I do not wish to summarize my experience in crayons given and bread eaten. This equation is ridiculous and by no means the "take-away" of this Peace Corps service. I had to learn how to set boundaries and be comfortable with my decisions. Rather, this experience's beauty lies in the cross-cultural discussions on life, love, careers, religions, you name it. It rests in the times I called upon them frustrated after a bad day. And, as real friends do, returned the favor by being their shoulder to cry on. Vis versa, we're there to double joy in reaching life's milestones. I cannot tally up these experiences as expenses paid and expenses received on an Excel sheet.
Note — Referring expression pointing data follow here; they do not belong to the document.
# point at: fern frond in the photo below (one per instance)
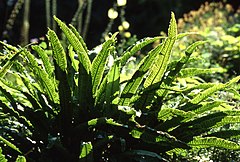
(99, 62)
(168, 113)
(136, 47)
(77, 45)
(189, 72)
(74, 30)
(159, 66)
(226, 134)
(206, 142)
(112, 88)
(44, 80)
(46, 62)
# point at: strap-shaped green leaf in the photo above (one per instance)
(99, 62)
(74, 30)
(77, 45)
(47, 84)
(159, 66)
(206, 93)
(46, 61)
(136, 47)
(137, 78)
(200, 142)
(9, 64)
(189, 72)
(9, 144)
(2, 157)
(58, 52)
(112, 88)
(86, 152)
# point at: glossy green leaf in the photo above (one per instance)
(159, 66)
(206, 142)
(45, 59)
(77, 45)
(99, 62)
(86, 152)
(58, 52)
(137, 47)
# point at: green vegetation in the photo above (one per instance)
(57, 104)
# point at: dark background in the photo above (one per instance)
(146, 17)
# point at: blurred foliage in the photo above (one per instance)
(217, 23)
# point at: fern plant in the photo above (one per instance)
(69, 108)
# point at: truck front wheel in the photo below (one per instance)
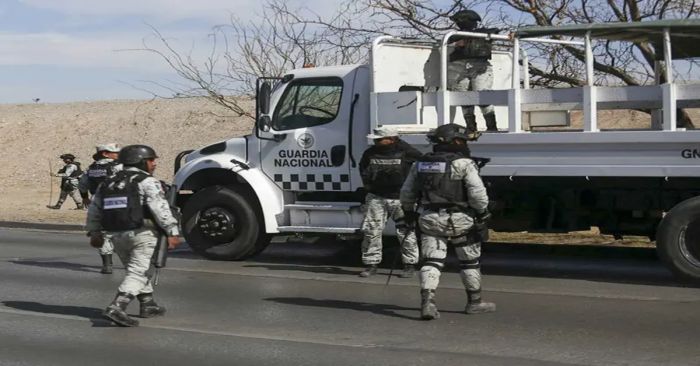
(220, 223)
(678, 239)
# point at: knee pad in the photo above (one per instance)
(470, 264)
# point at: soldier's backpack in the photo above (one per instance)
(121, 202)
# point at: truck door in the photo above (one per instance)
(310, 125)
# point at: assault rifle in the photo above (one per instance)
(160, 255)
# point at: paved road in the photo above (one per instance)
(302, 304)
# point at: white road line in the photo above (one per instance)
(397, 282)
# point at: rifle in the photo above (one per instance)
(160, 255)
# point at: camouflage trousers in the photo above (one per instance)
(74, 194)
(467, 75)
(107, 246)
(438, 229)
(378, 211)
(135, 249)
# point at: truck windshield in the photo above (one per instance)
(308, 102)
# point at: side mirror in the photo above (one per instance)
(264, 98)
(264, 123)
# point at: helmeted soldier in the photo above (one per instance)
(383, 168)
(469, 67)
(105, 165)
(70, 174)
(130, 207)
(447, 186)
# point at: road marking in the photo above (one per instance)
(294, 339)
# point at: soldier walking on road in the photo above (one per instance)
(447, 184)
(383, 168)
(69, 182)
(130, 207)
(104, 166)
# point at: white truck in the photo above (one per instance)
(297, 173)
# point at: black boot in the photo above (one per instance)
(408, 271)
(369, 271)
(491, 122)
(149, 308)
(428, 308)
(472, 131)
(106, 263)
(116, 311)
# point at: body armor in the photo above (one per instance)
(98, 172)
(386, 172)
(438, 189)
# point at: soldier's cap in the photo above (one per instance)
(111, 147)
(465, 16)
(383, 132)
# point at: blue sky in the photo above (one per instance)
(79, 50)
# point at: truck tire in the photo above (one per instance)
(678, 240)
(221, 224)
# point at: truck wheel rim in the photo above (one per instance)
(217, 224)
(689, 243)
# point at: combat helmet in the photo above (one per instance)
(466, 19)
(136, 155)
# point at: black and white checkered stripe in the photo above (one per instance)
(313, 182)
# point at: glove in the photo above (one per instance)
(483, 217)
(411, 218)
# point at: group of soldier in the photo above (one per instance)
(127, 212)
(127, 209)
(445, 184)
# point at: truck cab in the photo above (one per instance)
(297, 172)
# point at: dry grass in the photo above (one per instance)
(33, 135)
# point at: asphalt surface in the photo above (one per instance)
(302, 304)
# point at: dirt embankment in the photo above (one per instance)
(32, 136)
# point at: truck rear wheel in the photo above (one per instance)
(221, 224)
(678, 239)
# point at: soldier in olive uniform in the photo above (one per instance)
(447, 186)
(469, 67)
(104, 166)
(383, 168)
(70, 173)
(131, 207)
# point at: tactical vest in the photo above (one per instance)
(66, 181)
(121, 202)
(97, 173)
(438, 189)
(387, 171)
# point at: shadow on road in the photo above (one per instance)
(58, 264)
(591, 263)
(92, 314)
(379, 309)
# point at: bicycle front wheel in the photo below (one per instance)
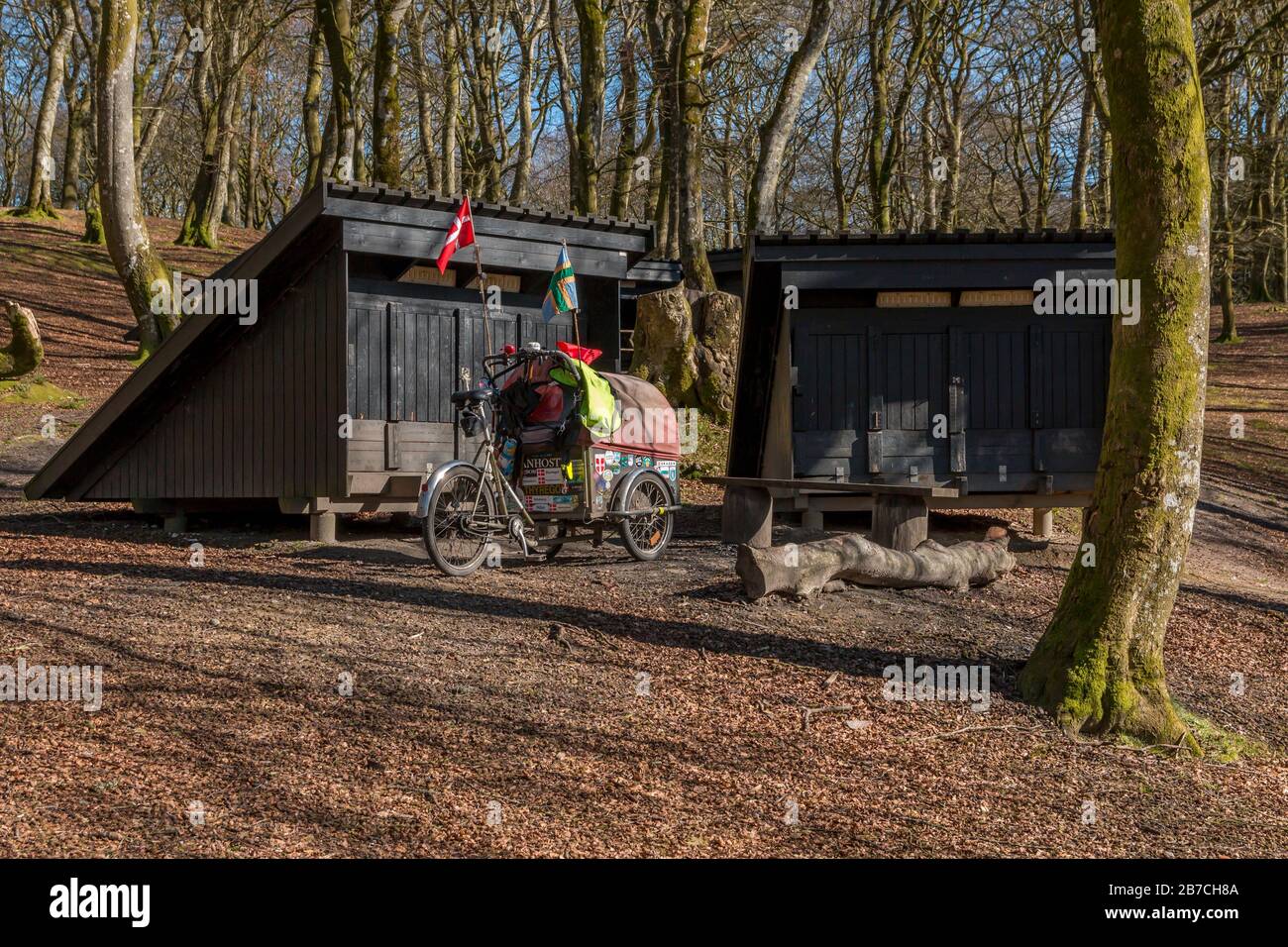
(455, 536)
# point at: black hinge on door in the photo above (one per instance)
(393, 455)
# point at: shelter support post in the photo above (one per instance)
(747, 517)
(322, 527)
(900, 522)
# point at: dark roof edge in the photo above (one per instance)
(932, 237)
(382, 193)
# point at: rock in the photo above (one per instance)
(25, 351)
(665, 346)
(717, 318)
(687, 344)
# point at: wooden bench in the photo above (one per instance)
(901, 515)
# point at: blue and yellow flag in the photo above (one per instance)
(562, 294)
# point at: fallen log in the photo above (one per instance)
(804, 569)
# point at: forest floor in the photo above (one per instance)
(593, 705)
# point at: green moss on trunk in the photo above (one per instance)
(1099, 668)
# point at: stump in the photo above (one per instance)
(900, 522)
(802, 570)
(747, 517)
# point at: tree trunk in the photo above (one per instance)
(451, 102)
(386, 116)
(40, 184)
(312, 107)
(627, 114)
(1078, 202)
(694, 106)
(527, 35)
(424, 107)
(1099, 668)
(591, 26)
(128, 243)
(250, 196)
(1224, 223)
(805, 569)
(338, 34)
(73, 154)
(777, 131)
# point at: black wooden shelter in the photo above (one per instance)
(853, 344)
(353, 322)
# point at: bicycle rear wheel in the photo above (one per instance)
(452, 544)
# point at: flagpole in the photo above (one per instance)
(576, 329)
(478, 266)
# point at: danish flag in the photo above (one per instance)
(460, 235)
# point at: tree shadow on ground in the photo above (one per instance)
(712, 638)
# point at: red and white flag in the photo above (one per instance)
(460, 235)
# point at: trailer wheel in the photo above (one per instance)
(647, 536)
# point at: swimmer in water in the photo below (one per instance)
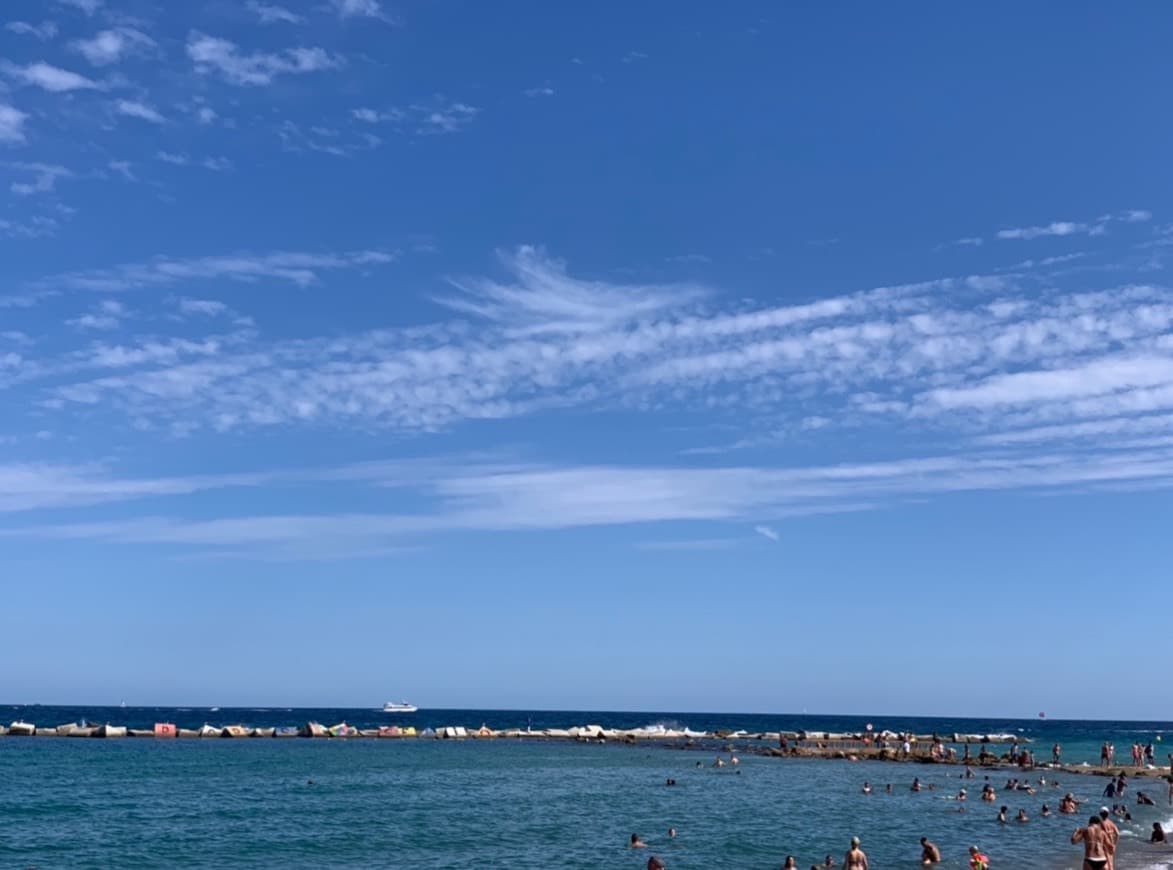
(929, 852)
(1096, 848)
(855, 858)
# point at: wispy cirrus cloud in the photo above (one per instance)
(86, 6)
(136, 109)
(113, 46)
(947, 352)
(109, 314)
(12, 124)
(297, 267)
(45, 178)
(48, 77)
(45, 31)
(210, 54)
(1073, 228)
(443, 117)
(526, 497)
(271, 13)
(434, 117)
(360, 8)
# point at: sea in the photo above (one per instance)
(530, 803)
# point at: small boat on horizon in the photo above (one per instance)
(399, 707)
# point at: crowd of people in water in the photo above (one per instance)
(1099, 837)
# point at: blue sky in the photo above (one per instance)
(651, 357)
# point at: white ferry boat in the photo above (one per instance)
(399, 707)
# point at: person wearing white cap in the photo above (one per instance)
(855, 858)
(1112, 835)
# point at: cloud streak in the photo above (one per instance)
(212, 55)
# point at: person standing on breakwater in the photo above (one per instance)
(929, 851)
(855, 858)
(1111, 835)
(1094, 840)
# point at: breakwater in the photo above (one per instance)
(798, 741)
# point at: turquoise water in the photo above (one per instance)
(147, 803)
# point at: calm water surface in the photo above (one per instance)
(146, 803)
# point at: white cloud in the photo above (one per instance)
(1058, 228)
(87, 6)
(451, 117)
(541, 338)
(108, 315)
(133, 108)
(359, 8)
(271, 14)
(123, 169)
(219, 55)
(297, 267)
(112, 46)
(1103, 375)
(207, 307)
(43, 31)
(1073, 228)
(544, 299)
(45, 178)
(12, 124)
(49, 77)
(519, 497)
(39, 486)
(35, 228)
(374, 116)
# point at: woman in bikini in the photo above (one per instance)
(1094, 840)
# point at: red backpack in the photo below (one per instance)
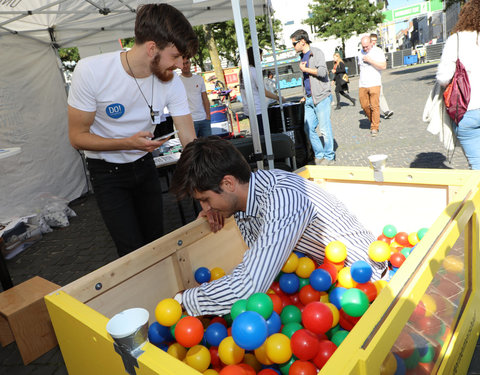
(457, 93)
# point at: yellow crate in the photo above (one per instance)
(446, 201)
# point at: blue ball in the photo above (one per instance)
(320, 280)
(289, 283)
(215, 333)
(336, 295)
(249, 330)
(158, 334)
(202, 275)
(361, 271)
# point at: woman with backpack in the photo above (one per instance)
(464, 44)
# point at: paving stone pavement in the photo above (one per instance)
(69, 253)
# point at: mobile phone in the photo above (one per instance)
(165, 136)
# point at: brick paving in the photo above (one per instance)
(69, 253)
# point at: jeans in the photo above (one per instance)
(468, 133)
(319, 115)
(129, 197)
(202, 128)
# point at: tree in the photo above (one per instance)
(344, 18)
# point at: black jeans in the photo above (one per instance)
(129, 197)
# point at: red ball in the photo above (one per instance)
(302, 368)
(326, 348)
(307, 294)
(317, 317)
(304, 344)
(189, 331)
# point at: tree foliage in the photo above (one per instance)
(344, 18)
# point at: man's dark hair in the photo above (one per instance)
(165, 24)
(299, 35)
(203, 165)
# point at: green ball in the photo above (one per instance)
(260, 303)
(389, 231)
(291, 314)
(290, 328)
(421, 233)
(339, 336)
(238, 307)
(354, 302)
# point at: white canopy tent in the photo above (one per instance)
(33, 106)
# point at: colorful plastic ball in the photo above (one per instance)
(326, 348)
(354, 302)
(168, 312)
(198, 357)
(304, 344)
(229, 352)
(336, 251)
(361, 271)
(317, 317)
(291, 263)
(336, 295)
(300, 367)
(189, 331)
(202, 275)
(260, 303)
(389, 231)
(379, 251)
(249, 330)
(289, 283)
(158, 334)
(305, 267)
(215, 333)
(278, 348)
(216, 273)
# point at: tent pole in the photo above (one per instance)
(261, 87)
(242, 48)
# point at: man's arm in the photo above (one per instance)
(79, 123)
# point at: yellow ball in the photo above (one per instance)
(168, 312)
(336, 252)
(229, 352)
(216, 273)
(379, 251)
(305, 267)
(198, 357)
(345, 278)
(291, 264)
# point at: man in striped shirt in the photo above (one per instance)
(276, 211)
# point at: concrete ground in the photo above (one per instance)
(69, 253)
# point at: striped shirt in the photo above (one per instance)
(284, 212)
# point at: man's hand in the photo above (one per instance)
(215, 219)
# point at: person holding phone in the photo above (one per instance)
(115, 102)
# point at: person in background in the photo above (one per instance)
(371, 61)
(465, 37)
(277, 212)
(341, 86)
(197, 99)
(115, 102)
(256, 93)
(384, 108)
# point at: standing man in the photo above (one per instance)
(318, 97)
(276, 212)
(371, 61)
(197, 99)
(383, 102)
(115, 101)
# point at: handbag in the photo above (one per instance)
(457, 93)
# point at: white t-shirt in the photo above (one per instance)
(369, 75)
(100, 84)
(194, 86)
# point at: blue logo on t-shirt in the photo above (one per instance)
(115, 110)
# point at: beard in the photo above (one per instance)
(163, 75)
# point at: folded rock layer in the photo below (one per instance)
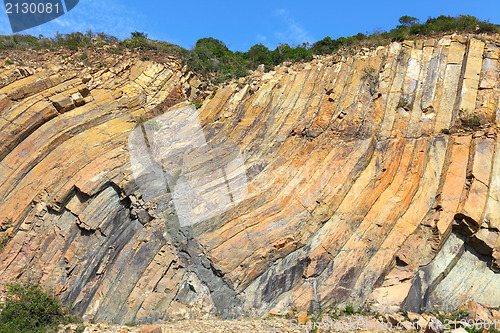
(373, 178)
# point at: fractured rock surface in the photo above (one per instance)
(353, 193)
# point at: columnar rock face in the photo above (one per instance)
(372, 179)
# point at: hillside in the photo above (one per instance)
(370, 178)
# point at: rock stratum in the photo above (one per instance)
(369, 179)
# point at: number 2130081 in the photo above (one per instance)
(32, 8)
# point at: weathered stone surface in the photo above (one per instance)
(350, 199)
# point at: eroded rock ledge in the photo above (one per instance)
(355, 194)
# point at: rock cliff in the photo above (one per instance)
(372, 178)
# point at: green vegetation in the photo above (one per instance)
(29, 309)
(197, 104)
(469, 119)
(370, 76)
(211, 57)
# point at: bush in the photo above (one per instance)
(29, 309)
(404, 103)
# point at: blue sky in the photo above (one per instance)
(241, 24)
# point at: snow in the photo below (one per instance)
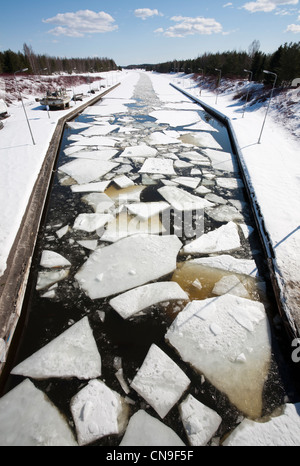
(160, 381)
(140, 298)
(244, 331)
(73, 353)
(146, 430)
(28, 418)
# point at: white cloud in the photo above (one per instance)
(189, 26)
(81, 22)
(267, 5)
(293, 28)
(145, 13)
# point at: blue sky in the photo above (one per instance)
(136, 31)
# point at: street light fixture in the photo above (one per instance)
(268, 72)
(21, 71)
(250, 79)
(216, 69)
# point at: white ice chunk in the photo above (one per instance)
(53, 259)
(123, 181)
(225, 213)
(97, 412)
(29, 418)
(225, 238)
(230, 183)
(73, 353)
(161, 138)
(149, 256)
(222, 160)
(146, 430)
(133, 301)
(280, 430)
(230, 284)
(190, 182)
(146, 210)
(157, 165)
(160, 381)
(139, 151)
(84, 170)
(182, 200)
(229, 263)
(91, 222)
(46, 279)
(200, 422)
(216, 356)
(174, 118)
(99, 186)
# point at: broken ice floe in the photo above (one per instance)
(47, 278)
(238, 369)
(158, 165)
(200, 422)
(91, 222)
(225, 238)
(182, 200)
(51, 259)
(28, 418)
(128, 263)
(73, 353)
(146, 430)
(281, 429)
(160, 381)
(98, 411)
(84, 171)
(133, 301)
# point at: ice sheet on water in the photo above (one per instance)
(29, 418)
(160, 381)
(128, 263)
(141, 150)
(53, 259)
(158, 165)
(222, 160)
(182, 200)
(200, 422)
(134, 301)
(146, 430)
(73, 353)
(84, 171)
(229, 263)
(225, 238)
(99, 186)
(145, 210)
(174, 118)
(279, 430)
(98, 411)
(91, 222)
(239, 370)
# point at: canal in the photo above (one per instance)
(147, 218)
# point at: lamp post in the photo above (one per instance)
(250, 79)
(216, 69)
(21, 71)
(268, 72)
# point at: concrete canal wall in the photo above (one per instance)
(14, 281)
(290, 324)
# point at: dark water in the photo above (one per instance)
(130, 339)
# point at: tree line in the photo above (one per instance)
(11, 62)
(285, 62)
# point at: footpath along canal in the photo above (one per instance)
(149, 317)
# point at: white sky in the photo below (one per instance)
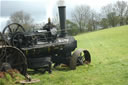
(42, 9)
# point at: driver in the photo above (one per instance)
(51, 29)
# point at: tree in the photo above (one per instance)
(113, 20)
(109, 13)
(121, 8)
(80, 16)
(104, 23)
(22, 18)
(93, 22)
(71, 27)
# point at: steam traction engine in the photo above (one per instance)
(41, 48)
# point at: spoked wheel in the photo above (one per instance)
(80, 57)
(10, 29)
(15, 58)
(18, 39)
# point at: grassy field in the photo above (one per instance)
(109, 51)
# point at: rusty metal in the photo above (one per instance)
(12, 56)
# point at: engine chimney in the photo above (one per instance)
(62, 16)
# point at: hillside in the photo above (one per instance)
(109, 51)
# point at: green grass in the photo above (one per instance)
(109, 51)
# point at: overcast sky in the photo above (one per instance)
(40, 10)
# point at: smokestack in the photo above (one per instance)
(62, 16)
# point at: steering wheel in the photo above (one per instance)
(10, 29)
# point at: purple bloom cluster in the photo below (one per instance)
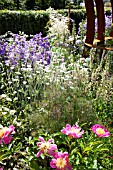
(17, 48)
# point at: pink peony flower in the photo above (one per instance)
(74, 131)
(100, 130)
(5, 134)
(46, 147)
(61, 161)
The accounting sheet is completely irrelevant.

Earlier this month, I have the joy of returning to my training community. I spent time with my host family and acquaintances, retracing familiar footsteps. I made house visits with host sister, Nouzha, after lftor (breaking of Ramadan fast). Thankfully, this time around, I had the language, self-confidence and comfort I lacked during training. At a family friend's house, the women exclaimed what an eclectic mix I am. Nouzha responded in agreement, “She's a Chinese-American, who can speak Darija like a true Houarian! She's become a Moroccan, one of us. You don’t find that everywhere." "True," I said, “But here’s my sister who, like her family, has opened doors to two very different Americans. You have loved both of us as their own. And we've loved you as family too. Hadi shi haja. That's something.”

Upon a cross-cultural collision, both parties enrich and broaden each other's lives. Deciphering precise fairness in the exchange's fine print discounts its significance. I've found that the beauty is the exchange itself and subsequent lessons learned. I'm blessed to have worked, lived and grown alongside them. And I'm equally humbled to know that they have taken something away. There's no numeric value I can assign to the good enjoyed as a result. Now that's what makes this experience a "fair trade."